Yok olmak istiyorum zamanda ve bu kalabalıkta; sakla beni derinlerde, yok et orda. Bir gün balık dayanamadı bu en boş doluluğa. Aktı ilk yaş ve başladı tragedya. Balığın hikayesi bitmedi hala.
Başladı tragedya. Balık dayanamadı olanlara.
Bırakıp gidebilme cesareti vazgeçmek yani. Bazen de bırakıp gidebilme korkaklığı. Somut bir dünyada böyle ağır bir kavram hakkındaki düşüncelerimi aktarmaya çalışırsam muhtemelen yetersiz kalacak. O zaman çekilsin perdeler, başlasın tragedya.

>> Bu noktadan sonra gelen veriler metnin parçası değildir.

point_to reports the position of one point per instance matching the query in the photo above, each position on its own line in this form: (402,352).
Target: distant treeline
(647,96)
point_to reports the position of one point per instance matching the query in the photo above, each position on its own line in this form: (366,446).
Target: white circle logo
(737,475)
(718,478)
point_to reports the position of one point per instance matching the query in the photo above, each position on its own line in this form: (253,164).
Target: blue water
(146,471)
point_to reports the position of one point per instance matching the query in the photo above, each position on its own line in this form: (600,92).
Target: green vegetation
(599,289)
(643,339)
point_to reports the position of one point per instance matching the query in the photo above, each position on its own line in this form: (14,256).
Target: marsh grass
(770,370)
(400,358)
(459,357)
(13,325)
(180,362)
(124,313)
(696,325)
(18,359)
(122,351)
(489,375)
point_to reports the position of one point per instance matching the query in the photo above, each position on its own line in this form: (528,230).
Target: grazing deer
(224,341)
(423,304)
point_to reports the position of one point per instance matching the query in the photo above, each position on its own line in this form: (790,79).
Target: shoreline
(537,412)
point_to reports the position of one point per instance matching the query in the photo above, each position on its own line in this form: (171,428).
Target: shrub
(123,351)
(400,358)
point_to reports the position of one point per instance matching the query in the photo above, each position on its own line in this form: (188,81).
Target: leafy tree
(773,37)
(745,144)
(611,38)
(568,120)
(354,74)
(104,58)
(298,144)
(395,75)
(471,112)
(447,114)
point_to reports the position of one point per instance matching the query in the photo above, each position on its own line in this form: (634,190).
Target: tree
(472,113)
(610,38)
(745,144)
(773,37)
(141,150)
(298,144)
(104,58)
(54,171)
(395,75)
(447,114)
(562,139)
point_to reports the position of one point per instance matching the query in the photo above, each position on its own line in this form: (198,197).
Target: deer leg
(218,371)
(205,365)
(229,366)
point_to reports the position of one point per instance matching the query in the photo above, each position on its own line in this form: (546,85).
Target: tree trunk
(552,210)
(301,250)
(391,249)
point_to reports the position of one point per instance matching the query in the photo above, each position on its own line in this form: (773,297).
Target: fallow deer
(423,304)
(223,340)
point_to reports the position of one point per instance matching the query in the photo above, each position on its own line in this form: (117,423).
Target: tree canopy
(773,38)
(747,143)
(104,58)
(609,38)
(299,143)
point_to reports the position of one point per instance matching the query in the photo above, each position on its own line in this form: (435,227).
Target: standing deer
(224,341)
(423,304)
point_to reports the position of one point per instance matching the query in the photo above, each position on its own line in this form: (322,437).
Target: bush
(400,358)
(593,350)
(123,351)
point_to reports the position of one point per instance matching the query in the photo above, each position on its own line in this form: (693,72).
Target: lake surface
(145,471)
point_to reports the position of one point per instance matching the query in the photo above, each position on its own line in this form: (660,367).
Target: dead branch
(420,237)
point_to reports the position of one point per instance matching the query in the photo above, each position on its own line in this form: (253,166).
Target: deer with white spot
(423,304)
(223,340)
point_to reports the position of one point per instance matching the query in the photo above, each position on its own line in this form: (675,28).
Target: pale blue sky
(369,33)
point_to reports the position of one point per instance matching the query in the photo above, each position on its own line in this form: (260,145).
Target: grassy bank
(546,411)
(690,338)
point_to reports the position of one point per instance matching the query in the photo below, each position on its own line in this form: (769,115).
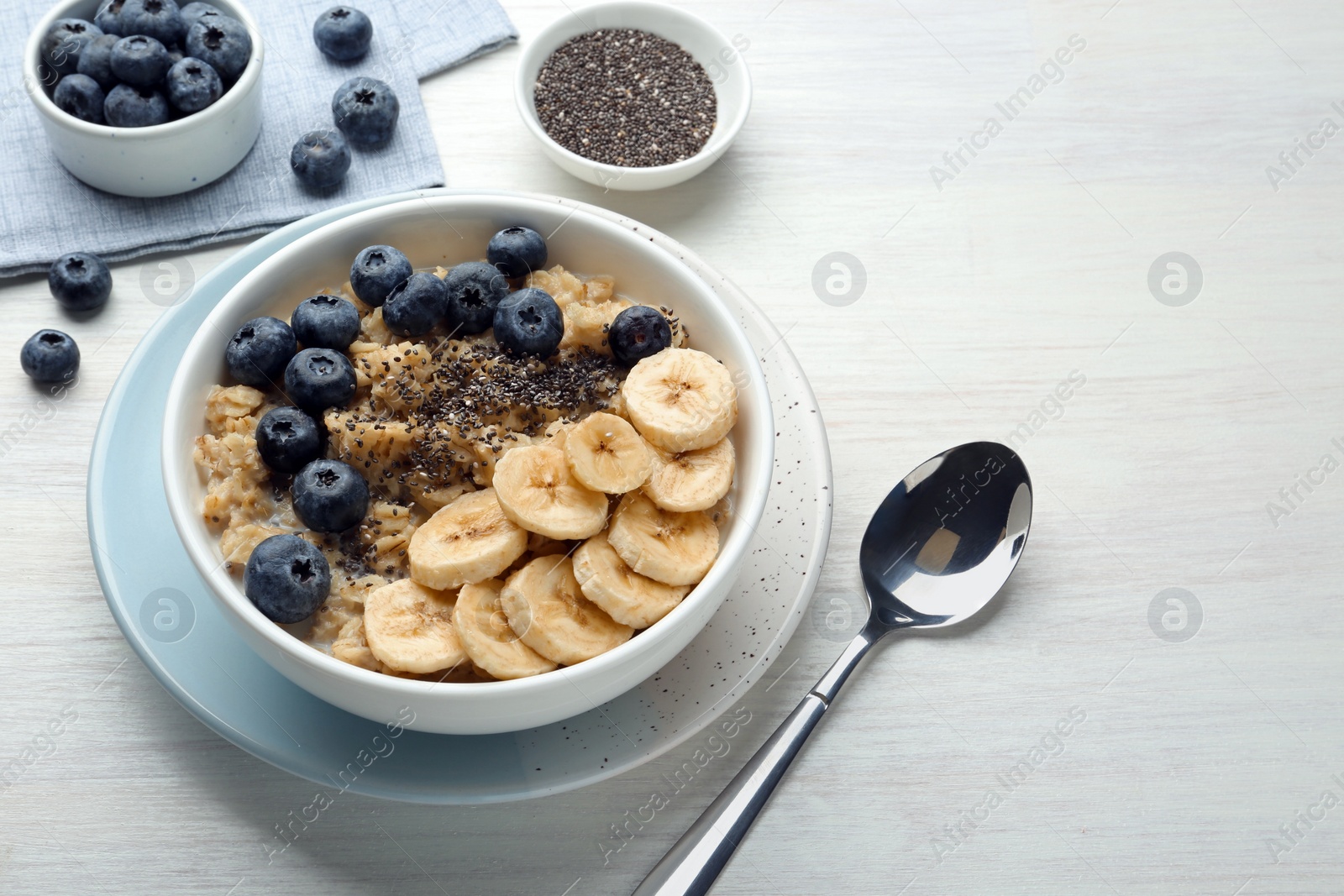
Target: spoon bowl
(947,537)
(937,550)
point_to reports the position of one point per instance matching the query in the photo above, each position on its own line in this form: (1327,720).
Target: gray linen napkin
(45,211)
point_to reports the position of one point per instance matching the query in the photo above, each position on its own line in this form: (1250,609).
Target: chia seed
(625,97)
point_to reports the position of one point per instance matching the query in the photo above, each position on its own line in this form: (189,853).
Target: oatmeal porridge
(470,473)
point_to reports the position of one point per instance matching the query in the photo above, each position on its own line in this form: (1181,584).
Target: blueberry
(194,13)
(286,578)
(475,291)
(128,107)
(286,439)
(320,159)
(96,62)
(375,271)
(366,110)
(329,496)
(638,332)
(528,322)
(343,33)
(319,378)
(109,18)
(259,352)
(80,281)
(140,60)
(517,251)
(223,42)
(158,19)
(50,356)
(65,42)
(192,85)
(416,305)
(80,96)
(326,322)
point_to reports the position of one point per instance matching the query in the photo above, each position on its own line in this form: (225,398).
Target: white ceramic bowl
(160,160)
(447,228)
(722,60)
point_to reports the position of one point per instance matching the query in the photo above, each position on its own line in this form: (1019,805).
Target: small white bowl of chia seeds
(633,94)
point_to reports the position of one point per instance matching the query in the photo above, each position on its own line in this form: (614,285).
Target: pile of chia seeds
(625,97)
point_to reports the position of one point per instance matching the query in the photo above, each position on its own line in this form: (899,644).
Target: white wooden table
(1028,266)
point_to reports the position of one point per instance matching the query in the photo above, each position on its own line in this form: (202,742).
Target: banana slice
(487,637)
(410,627)
(537,490)
(606,454)
(692,479)
(550,614)
(674,548)
(468,540)
(611,584)
(680,399)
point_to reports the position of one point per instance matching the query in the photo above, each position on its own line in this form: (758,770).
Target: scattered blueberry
(528,322)
(50,356)
(259,352)
(194,13)
(376,270)
(286,439)
(517,251)
(475,291)
(96,62)
(223,42)
(64,43)
(128,107)
(109,18)
(366,110)
(286,578)
(326,322)
(80,281)
(329,496)
(343,33)
(320,159)
(416,305)
(158,19)
(638,332)
(319,378)
(192,85)
(140,60)
(80,96)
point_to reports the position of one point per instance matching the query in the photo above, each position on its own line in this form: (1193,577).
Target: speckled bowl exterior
(161,160)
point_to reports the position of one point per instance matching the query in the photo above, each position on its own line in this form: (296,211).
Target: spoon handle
(694,862)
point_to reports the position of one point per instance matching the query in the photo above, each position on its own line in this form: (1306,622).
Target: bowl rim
(750,511)
(233,97)
(530,62)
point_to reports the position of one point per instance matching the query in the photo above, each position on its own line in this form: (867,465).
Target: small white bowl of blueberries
(148,98)
(144,97)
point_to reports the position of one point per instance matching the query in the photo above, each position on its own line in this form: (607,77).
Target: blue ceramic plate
(171,620)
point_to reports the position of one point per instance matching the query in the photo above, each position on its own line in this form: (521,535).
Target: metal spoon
(937,550)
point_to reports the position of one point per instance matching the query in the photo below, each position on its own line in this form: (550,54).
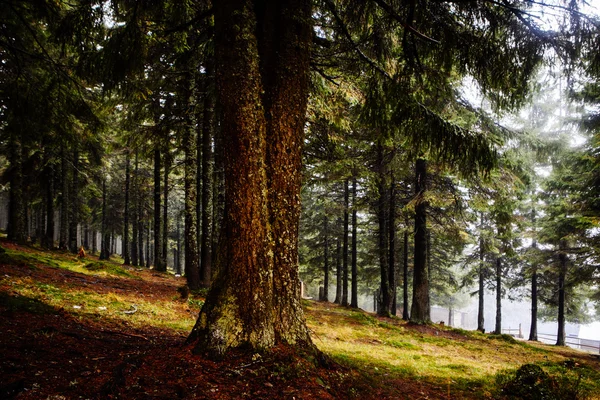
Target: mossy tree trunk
(420,311)
(262,56)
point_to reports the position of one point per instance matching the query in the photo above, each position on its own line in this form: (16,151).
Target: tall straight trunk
(135,213)
(405,314)
(262,62)
(17,218)
(480,291)
(191,267)
(325,260)
(157,236)
(354,299)
(562,273)
(534,291)
(105,245)
(384,288)
(64,201)
(420,311)
(345,248)
(338,272)
(49,234)
(74,203)
(125,240)
(392,246)
(165,209)
(498,328)
(207,134)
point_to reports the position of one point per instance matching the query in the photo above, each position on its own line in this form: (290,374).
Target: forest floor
(82,329)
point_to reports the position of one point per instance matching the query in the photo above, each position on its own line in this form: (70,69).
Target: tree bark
(498,328)
(125,241)
(562,273)
(157,231)
(74,203)
(420,310)
(338,272)
(262,63)
(354,297)
(191,267)
(345,246)
(325,260)
(385,298)
(405,314)
(392,246)
(207,134)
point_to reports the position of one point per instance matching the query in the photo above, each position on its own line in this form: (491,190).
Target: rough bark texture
(157,236)
(382,211)
(262,75)
(498,328)
(325,260)
(345,248)
(74,203)
(560,335)
(420,311)
(206,214)
(405,313)
(191,267)
(125,241)
(354,297)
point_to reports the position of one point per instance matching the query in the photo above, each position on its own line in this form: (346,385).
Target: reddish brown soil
(49,353)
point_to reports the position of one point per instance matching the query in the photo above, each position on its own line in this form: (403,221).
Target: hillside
(87,329)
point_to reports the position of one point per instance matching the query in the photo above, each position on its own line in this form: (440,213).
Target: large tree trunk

Balık bildiği sularda bildiği şekilde yüzerken çıktı önüne birkaç dalga. Akıntıya bıraksa kendini hiçbir şey olmayacaktı, çırpınmak istedi ama. İstemedi gitmeyi artık bildiği şekilde. Savrulurken oraya buraya çarptı birkaç kere kayalara. Balık var olduğundan beri akıntı nereye giderse sürüklenip oraya gittiği için ağır geldi oluşan yaralar.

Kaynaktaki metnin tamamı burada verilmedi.